Mistake on Obama’s part really. He should have told the guy, a retired Air Force general, to stay at the hotel. Obama blew that one really. But the decision had nothing to do with the Pentagon’s rule of no press when a politician visits wounded troops.
Obama has visited the wounded warriors at Walter Reed on several occasions, including while a candidate for president.
Do McCain and company believe no one will notice the deceits? Well, so far most of the press is giving McCain a pass, most likely because he is a veteran and he’s so fucking old. Let’s not pick on Grandpa, he’s doing his best!
The Republican Party has a long history of betraying the troops and veterans, with the notable exception of Ronald Reagan. Ever since Saint Ron’s tenure as president, the Republicans have been riding his good will towards those who have served, bashing Democrats as anti-military and anti-veteran, while at the same time cutting our benefits and sending our troops to war unprepared.
Based on Reagan’s policies, the Republican Party has received the lion’s share of support from the military personnel and veterans despite leading the charge to cut benefits and personnel expenditures for our troops (like increasing pay checks to meet the demands of inflation and the cost of living) and cutting benefits to our veterans.
I blame the Democratic leadership. Instead of whining that calling other Americans “unpatriotic” is not nice, they should be showing all who care to see and listen just exactly who in Congress supports the troops. Spotlight every Republican vote that cuts veteran benefits.
Of course there are a few Republicans who won’t be spotlighted. Chuck Hagel among them. He doesn’t just talk the talk, he walks the walk. And he called McCain’s attack ad inappropriate.
You know, if Chuck Hagel were the Republican nominee, I’d sincerely consider voting for him.
Back to Senator Straight Talk and his ties to lobbyists, despite his tough talk on lessening the cash and control of lobbyists in Washington. Most of McCain’s staff — or at least the top tier of staffers — are either lobbyists or former lobbyists and the man who railed against earmarks and other influence peddling … has a skeleton or two in his closet … like Arizona developer Donald Diamond, a campaign contributor who received help — a lot of it — from McCain to buy land from Fort Ord when it closed about 12 years ago. Land with an ocean view of course.
We’ll be reading and watching to see if that little chestnut makes it into Senator McCain’s vetting by the press when the general election campaign begins to get into full swing.
And this just in: John McCain does not speak for the John McCain campaign.
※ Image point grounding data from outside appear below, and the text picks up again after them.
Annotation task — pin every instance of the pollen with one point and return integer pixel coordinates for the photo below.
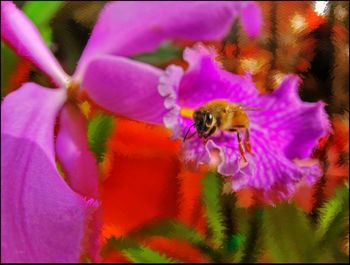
(72, 90)
(186, 112)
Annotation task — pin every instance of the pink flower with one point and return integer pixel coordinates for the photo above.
(44, 217)
(284, 130)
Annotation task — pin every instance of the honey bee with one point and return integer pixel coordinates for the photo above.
(222, 115)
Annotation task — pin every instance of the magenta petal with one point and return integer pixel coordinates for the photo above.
(74, 154)
(129, 28)
(251, 19)
(125, 87)
(42, 219)
(24, 37)
(295, 125)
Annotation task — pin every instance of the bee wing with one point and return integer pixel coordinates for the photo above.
(241, 107)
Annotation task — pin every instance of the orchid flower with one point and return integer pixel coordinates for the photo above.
(44, 217)
(282, 133)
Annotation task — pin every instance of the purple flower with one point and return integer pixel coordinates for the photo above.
(284, 130)
(47, 219)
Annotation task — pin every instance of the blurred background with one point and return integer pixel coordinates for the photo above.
(309, 38)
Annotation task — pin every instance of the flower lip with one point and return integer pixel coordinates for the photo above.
(285, 127)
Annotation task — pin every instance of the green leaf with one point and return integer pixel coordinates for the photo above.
(170, 229)
(165, 53)
(41, 14)
(333, 226)
(135, 252)
(334, 211)
(211, 200)
(9, 61)
(289, 236)
(99, 129)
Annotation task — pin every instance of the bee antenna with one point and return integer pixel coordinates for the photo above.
(188, 130)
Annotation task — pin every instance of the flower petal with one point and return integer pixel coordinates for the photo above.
(81, 167)
(143, 193)
(285, 128)
(294, 124)
(125, 87)
(19, 32)
(204, 80)
(129, 28)
(42, 218)
(74, 154)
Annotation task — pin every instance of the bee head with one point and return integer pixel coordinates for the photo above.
(203, 120)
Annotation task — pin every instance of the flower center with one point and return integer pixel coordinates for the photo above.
(76, 97)
(187, 112)
(73, 91)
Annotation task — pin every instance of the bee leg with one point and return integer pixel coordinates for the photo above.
(247, 145)
(206, 136)
(241, 150)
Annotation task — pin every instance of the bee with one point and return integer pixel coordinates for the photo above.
(222, 115)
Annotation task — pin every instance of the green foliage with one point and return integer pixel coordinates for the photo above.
(99, 129)
(170, 229)
(211, 200)
(9, 61)
(41, 14)
(335, 211)
(333, 226)
(165, 53)
(252, 247)
(289, 236)
(137, 253)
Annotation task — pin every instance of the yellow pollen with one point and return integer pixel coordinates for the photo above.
(186, 112)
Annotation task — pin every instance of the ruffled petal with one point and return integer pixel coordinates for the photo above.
(42, 218)
(283, 129)
(81, 168)
(203, 81)
(74, 154)
(19, 32)
(125, 87)
(295, 125)
(206, 80)
(129, 28)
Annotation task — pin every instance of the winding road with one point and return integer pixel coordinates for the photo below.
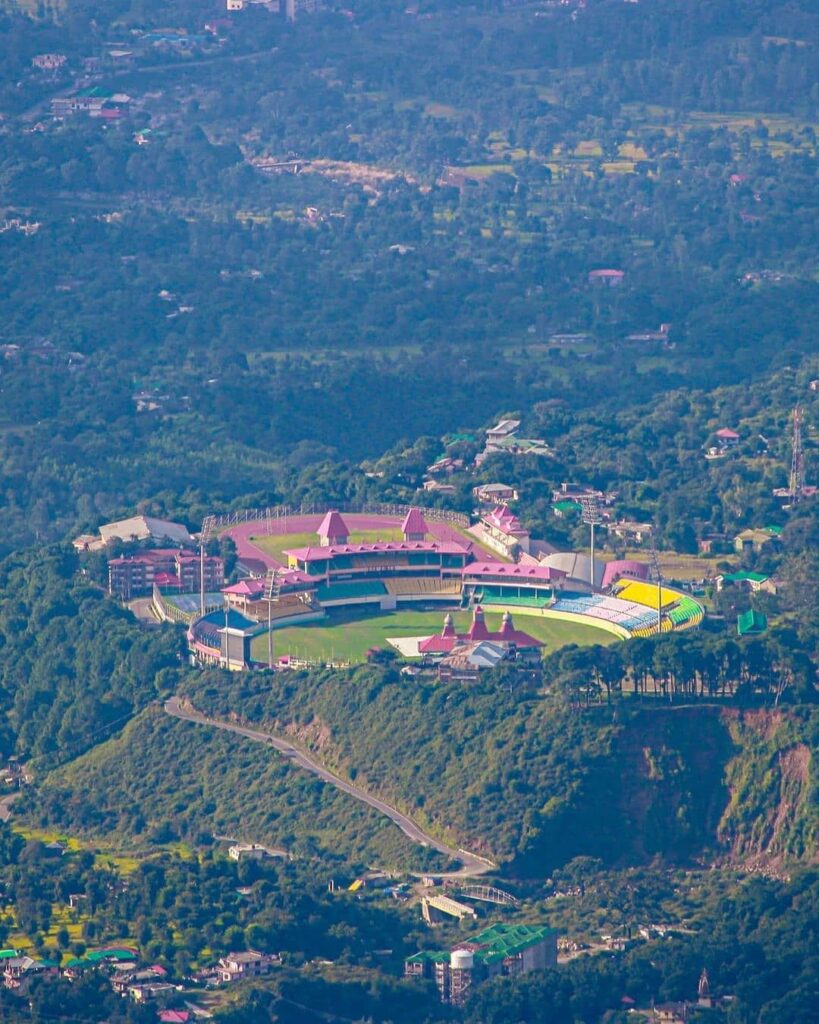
(472, 863)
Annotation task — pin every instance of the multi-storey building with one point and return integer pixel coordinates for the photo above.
(501, 949)
(135, 576)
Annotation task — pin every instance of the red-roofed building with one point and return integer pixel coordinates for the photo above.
(415, 526)
(333, 530)
(445, 641)
(135, 576)
(502, 530)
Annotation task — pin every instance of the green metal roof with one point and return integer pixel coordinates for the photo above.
(750, 623)
(118, 954)
(492, 944)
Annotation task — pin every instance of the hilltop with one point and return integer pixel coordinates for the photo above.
(525, 781)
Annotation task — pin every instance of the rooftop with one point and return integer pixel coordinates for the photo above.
(318, 554)
(492, 944)
(516, 571)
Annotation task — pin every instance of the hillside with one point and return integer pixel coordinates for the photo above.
(523, 779)
(163, 780)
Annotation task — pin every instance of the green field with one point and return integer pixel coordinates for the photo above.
(350, 633)
(276, 546)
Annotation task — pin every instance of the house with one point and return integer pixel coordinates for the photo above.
(247, 851)
(670, 1013)
(49, 61)
(145, 992)
(235, 967)
(434, 486)
(726, 437)
(18, 972)
(577, 492)
(750, 624)
(629, 530)
(566, 507)
(167, 568)
(752, 582)
(138, 527)
(756, 539)
(660, 335)
(517, 445)
(466, 662)
(494, 494)
(506, 428)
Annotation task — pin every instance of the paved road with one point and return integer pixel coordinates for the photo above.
(472, 864)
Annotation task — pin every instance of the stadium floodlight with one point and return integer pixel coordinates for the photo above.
(593, 517)
(657, 573)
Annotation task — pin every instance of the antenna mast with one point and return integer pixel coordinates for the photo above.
(796, 460)
(658, 577)
(593, 517)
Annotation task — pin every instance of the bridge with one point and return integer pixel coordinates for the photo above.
(488, 894)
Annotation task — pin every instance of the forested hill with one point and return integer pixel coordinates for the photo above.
(527, 781)
(74, 666)
(179, 330)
Douglas Holtz-Eakin, McCain’s chief economic adviser now that Phil Gramm has been jettisoned, recently said that the economic policies McCain says when he’s out giving speeches to the electorate don’t “jibe perfectly” with McCain’s “official” economic policies and therefore don’t represent the candidate’s campaign positions. So, when McCain says in a news interview (with George Stephanopoulos) that tax increases are “not off the table,” but insists at a campaign stop that he will not raise taxes, he’s just not jibing. Perfectly. Some would call it flip-flopping.
Getting back to friends on the campaign trail …
And now, after 40 years in the U.S. Senate, Ted Stevens, Republican of Alaska, is about to vacate his office. Stevens, of the “Bridge to Nowhere” and the “Internets” and the Internets being a collection of PVC tubing connected together. If nothing else, Stevens is entertaining.
Seems, for a good many years as senator, Ted Stevens has been receiving gifts from a company that received hundreds of millions of dollars in government contracts. That would be VECO, a company that builds pipelines and other infrastructure for oil companies. It’s founder, Bill Allen, was indicted for and pleaded guilty to providing over $200,000 in payments to another Alaska lawmaker, State Senator Ben Stevens — Ted Stevens’ son. No doubt just a coincidence.
And this was going to be another story about the bus and trolley life. That’ll just have to wait.